Là, DeMatteis, comme Miller à la même époque, trouvent un équivalent BD au flot de pensée, ce fameux « courant de conscience » qu’on trouve chez James Joyce, voire chez Virginia Woolf. À savoir des pensées décousues, des phrases pas finies, des collages qui font sens ensemble en s’émancipant de la construction classique des phrases. Le lettreur (comme j’ai pas la VO sous la main, je sais toujours pas qui c’est, le lettreur US, mais ça tabasse) restitue ça de manière formidable, notamment en plaçant des récitatifs de biais, comme pour montrer que la pensée, la conscience, s’effondre, tombe en morceaux. Un procédé qu’il a repris dans Spectacular Spider-Man et Daredevil, mais que Miller et Sienkiewicz avaient exploré aussi dans Elektra Assassin.
Rien que ça, ça donne à l’ensemble une qualité d’écriture purement BD qui est extrêmement rare.

Oui, un choc à l’époque.
Et vraiment, du coup, une vraie plongée dans l’esprit des deux personnages principaux.

Zeck, j’ai du mal à le trouver « old school ». Son dessin est puissant et évocateur, ses décors sont travaillés, ses personnages très expressifs.

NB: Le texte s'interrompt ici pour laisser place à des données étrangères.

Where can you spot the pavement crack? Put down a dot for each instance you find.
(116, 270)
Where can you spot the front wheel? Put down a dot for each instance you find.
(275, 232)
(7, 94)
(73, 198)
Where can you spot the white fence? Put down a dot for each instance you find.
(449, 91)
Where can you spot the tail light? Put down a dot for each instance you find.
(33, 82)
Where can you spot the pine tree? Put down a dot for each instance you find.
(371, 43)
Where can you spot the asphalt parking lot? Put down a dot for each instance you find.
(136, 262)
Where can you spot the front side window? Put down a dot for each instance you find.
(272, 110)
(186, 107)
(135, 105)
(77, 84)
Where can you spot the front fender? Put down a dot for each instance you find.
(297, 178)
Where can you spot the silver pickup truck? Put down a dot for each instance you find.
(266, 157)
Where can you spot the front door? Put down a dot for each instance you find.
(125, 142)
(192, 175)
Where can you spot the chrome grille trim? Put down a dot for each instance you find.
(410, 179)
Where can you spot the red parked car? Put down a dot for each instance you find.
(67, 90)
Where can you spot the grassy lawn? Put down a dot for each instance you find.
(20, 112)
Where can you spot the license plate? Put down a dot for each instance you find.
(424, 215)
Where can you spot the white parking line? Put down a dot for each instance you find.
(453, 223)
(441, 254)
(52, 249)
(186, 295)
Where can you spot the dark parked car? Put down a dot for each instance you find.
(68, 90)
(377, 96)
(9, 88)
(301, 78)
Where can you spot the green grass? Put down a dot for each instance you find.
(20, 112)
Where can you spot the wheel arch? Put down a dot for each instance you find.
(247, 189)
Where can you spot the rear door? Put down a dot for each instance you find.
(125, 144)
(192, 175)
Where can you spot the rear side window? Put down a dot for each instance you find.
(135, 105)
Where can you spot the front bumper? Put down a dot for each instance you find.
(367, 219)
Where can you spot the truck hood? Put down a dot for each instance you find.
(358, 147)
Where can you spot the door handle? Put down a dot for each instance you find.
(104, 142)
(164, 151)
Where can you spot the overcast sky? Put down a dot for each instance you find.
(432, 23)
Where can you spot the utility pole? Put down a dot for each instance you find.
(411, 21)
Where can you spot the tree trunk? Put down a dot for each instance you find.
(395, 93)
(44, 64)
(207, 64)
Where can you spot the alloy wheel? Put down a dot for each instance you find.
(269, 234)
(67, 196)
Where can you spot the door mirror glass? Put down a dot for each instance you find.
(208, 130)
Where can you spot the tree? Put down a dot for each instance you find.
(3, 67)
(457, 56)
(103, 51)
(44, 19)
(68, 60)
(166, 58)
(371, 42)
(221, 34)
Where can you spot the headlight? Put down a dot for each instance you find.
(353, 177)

Les cadrages sont soignés.
Et Zeck, il a grosso modo le même style depuis 1980 : bien la preuve qu’il n’est pas daté !
:wink:

Alors justement, je me méfie.
Entre la colo de l’époque (celle de 1987, donc) et la colo de certains TPB (en gros, ça ressemble à la colo de la couverture qui a été postée ici), ce n’est pas la même chose. Par exemple, l’édition italienne que j’ai, c’est de la colo refaite, avec son cortège d’effets un peu tape-à-l’œil. C’est pour cela que je voudrais prendre un TPB américain : pour avoir le texte de DeMatteis, mais aussi, pourquoi pas, pour avoir une colo plus sobre. Mais je sens que pour avoir cette colo, va falloir que je retrouve l’édition Comics USA, qui reprend la colo sobre (mais tramée) de 1987.
Ceci dit, je n’ai pas vu cette édition Panini : si ça se trouve, elle a une colo sobre. Mais je ne crois, sérieux.
C’est toujours ce qui m’a refroidi de prendre le TBP, ces couleurs refaites. Que, pour le coup, je trouve plus datées que le dessin de Zeck lui-même.

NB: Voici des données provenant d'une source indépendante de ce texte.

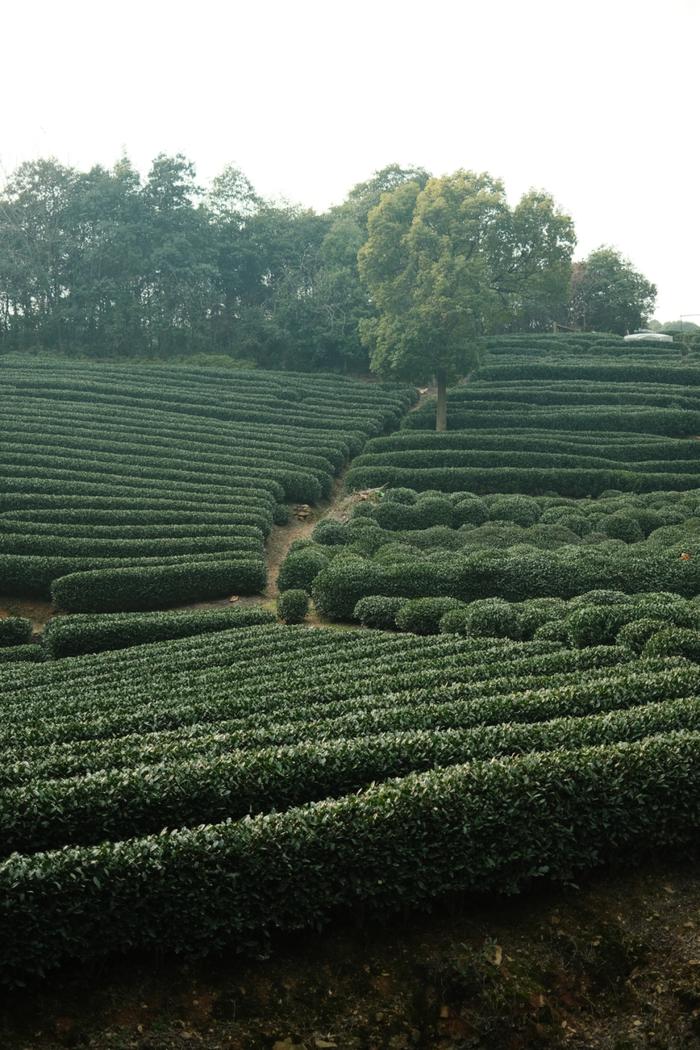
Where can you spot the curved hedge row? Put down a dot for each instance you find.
(106, 590)
(514, 574)
(142, 446)
(85, 633)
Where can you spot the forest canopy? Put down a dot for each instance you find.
(108, 264)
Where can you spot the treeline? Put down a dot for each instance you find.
(106, 264)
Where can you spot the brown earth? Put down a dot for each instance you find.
(612, 964)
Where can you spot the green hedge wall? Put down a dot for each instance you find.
(85, 633)
(149, 588)
(488, 825)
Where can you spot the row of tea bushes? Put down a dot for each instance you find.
(515, 574)
(383, 755)
(138, 481)
(594, 618)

Je crois qu’il n’y a pas de « style visuel de l’époque ». Surtout chez Zeck, qui n’avait quand même pas le look des dessins populaires de l’époque. C’était pas John Byrne quand Byrne était au sommet, et c’était pas Silvestri quand Silvestri était une vedette. Même s’il a des qualités de chacun.
Qui plus est, je ne crois pas à un « style d’époque ». Ça voudrait dire qu’à un moment M (ou un temps T ou une époque É, comme vous voulez), tout le monde dessine pareil. Et il y a tellement de disparité entre un Zeck, un Buscema, un Golden, un Adams, qu’il reste quand même difficile de les dates.
Ce qui se date, c’est les effets de mode. C’est Marvel demandant à ses dessinateurs de dessiner comme Neal Adams, comme Jack Kirby ou comme Rob Liefeld quand ces derniers étaient des stars. Rich Buckler imitant Kirby sur Fantastic Four, c’est effectivement plus daté que sur Deathlok.

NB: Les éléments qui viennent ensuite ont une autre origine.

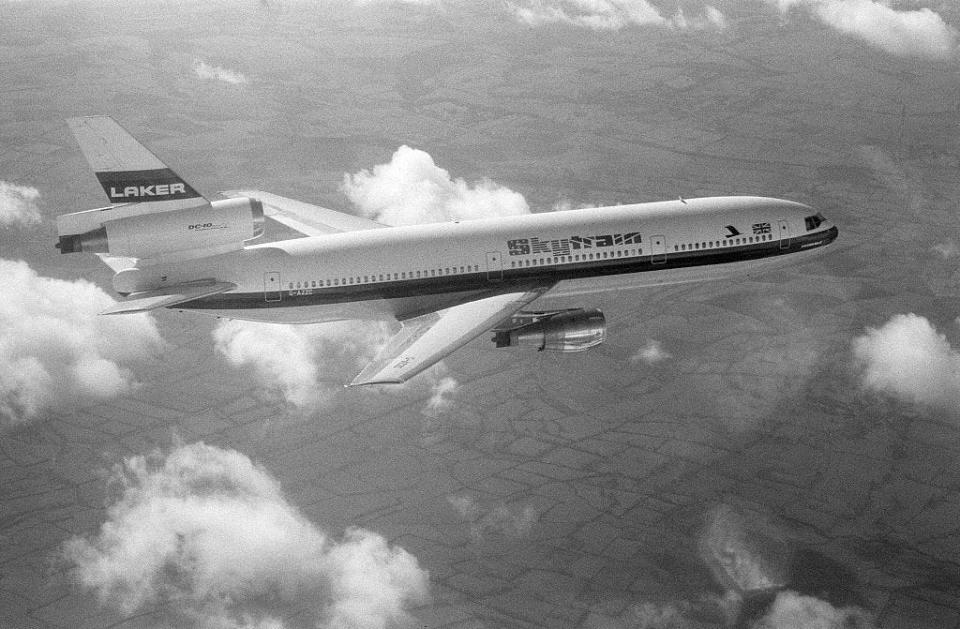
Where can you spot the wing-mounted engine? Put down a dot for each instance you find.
(136, 231)
(573, 330)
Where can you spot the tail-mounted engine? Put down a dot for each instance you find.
(130, 231)
(572, 330)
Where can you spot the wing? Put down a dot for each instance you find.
(427, 339)
(309, 220)
(169, 296)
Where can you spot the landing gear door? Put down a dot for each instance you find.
(784, 235)
(494, 266)
(658, 250)
(271, 286)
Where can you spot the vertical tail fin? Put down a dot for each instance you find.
(127, 170)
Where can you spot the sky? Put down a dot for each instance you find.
(731, 444)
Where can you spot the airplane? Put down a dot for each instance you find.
(445, 283)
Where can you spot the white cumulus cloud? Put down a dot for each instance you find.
(909, 358)
(18, 204)
(412, 189)
(796, 611)
(610, 14)
(918, 32)
(215, 73)
(206, 536)
(306, 364)
(54, 348)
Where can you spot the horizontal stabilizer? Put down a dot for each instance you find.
(169, 296)
(309, 220)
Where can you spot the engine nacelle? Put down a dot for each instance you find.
(125, 231)
(564, 331)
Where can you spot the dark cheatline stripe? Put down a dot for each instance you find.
(133, 186)
(519, 278)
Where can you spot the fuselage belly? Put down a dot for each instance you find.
(403, 272)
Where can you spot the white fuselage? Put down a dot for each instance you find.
(405, 271)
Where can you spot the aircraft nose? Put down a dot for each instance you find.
(831, 235)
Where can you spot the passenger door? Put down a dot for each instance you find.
(785, 236)
(271, 286)
(658, 250)
(494, 266)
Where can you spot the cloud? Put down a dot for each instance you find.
(795, 611)
(412, 189)
(306, 364)
(216, 73)
(55, 351)
(18, 204)
(294, 360)
(441, 399)
(709, 610)
(609, 14)
(651, 353)
(206, 535)
(908, 358)
(920, 32)
(744, 550)
(513, 521)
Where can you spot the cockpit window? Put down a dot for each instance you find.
(814, 221)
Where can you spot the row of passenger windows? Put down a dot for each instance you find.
(383, 277)
(600, 255)
(711, 244)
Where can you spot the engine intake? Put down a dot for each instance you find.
(565, 331)
(125, 231)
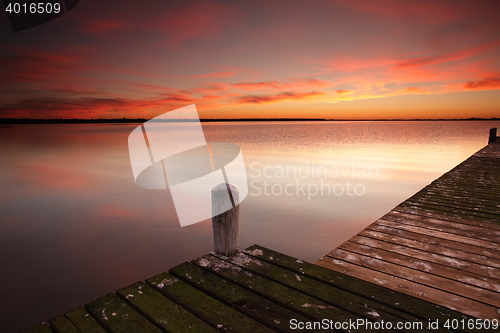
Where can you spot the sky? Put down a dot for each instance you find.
(364, 59)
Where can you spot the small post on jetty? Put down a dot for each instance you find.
(226, 224)
(493, 135)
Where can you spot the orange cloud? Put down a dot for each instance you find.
(101, 26)
(278, 97)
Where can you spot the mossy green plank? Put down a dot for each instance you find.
(116, 316)
(296, 301)
(61, 324)
(39, 328)
(391, 299)
(204, 306)
(256, 307)
(84, 322)
(160, 310)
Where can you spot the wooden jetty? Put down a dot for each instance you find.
(435, 258)
(441, 245)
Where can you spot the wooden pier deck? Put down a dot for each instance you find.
(435, 257)
(441, 245)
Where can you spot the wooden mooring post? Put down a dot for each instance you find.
(226, 224)
(493, 135)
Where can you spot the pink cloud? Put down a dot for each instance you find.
(491, 83)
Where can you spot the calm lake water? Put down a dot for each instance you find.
(75, 226)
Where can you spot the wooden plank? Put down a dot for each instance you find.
(444, 217)
(454, 302)
(414, 308)
(442, 225)
(451, 191)
(420, 277)
(165, 314)
(476, 189)
(461, 265)
(61, 324)
(250, 304)
(451, 246)
(39, 328)
(208, 309)
(303, 304)
(115, 316)
(398, 237)
(493, 248)
(454, 211)
(423, 266)
(360, 307)
(84, 322)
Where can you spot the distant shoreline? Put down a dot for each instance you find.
(19, 121)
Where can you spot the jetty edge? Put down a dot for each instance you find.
(448, 232)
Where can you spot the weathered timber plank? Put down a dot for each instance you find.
(418, 212)
(461, 265)
(84, 322)
(420, 277)
(256, 307)
(400, 304)
(39, 328)
(443, 225)
(443, 196)
(468, 197)
(493, 248)
(61, 324)
(479, 211)
(454, 211)
(454, 302)
(397, 237)
(115, 316)
(424, 266)
(475, 190)
(303, 304)
(457, 230)
(158, 309)
(208, 309)
(424, 239)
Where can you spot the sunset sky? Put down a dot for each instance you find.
(361, 59)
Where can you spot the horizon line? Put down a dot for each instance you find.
(6, 121)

C’est à mon sens l’un des sommets de toute l’histoire éditoriale de Spider-Man. Et DeMatteis et Zeck n’ont jamais été aussi bons. Ensemble ou séparément. Il y a un équilibre, une finesse dans l’analyse et dans le cadrage, qui en fait un truc presque parfait.
J’ai pour ma part longtemps pensé que Vermin était de trop, mais en fait, non : d’une part, il sert de déclencheur à plein de choses, d’autres part il permet à DeMatteis de travailler en profondeur sur la dimension totémique animale de la série. Des années avant JMS. Et en beaucoup mieux.
Non vraiment, c’est un chef-d’œuvre.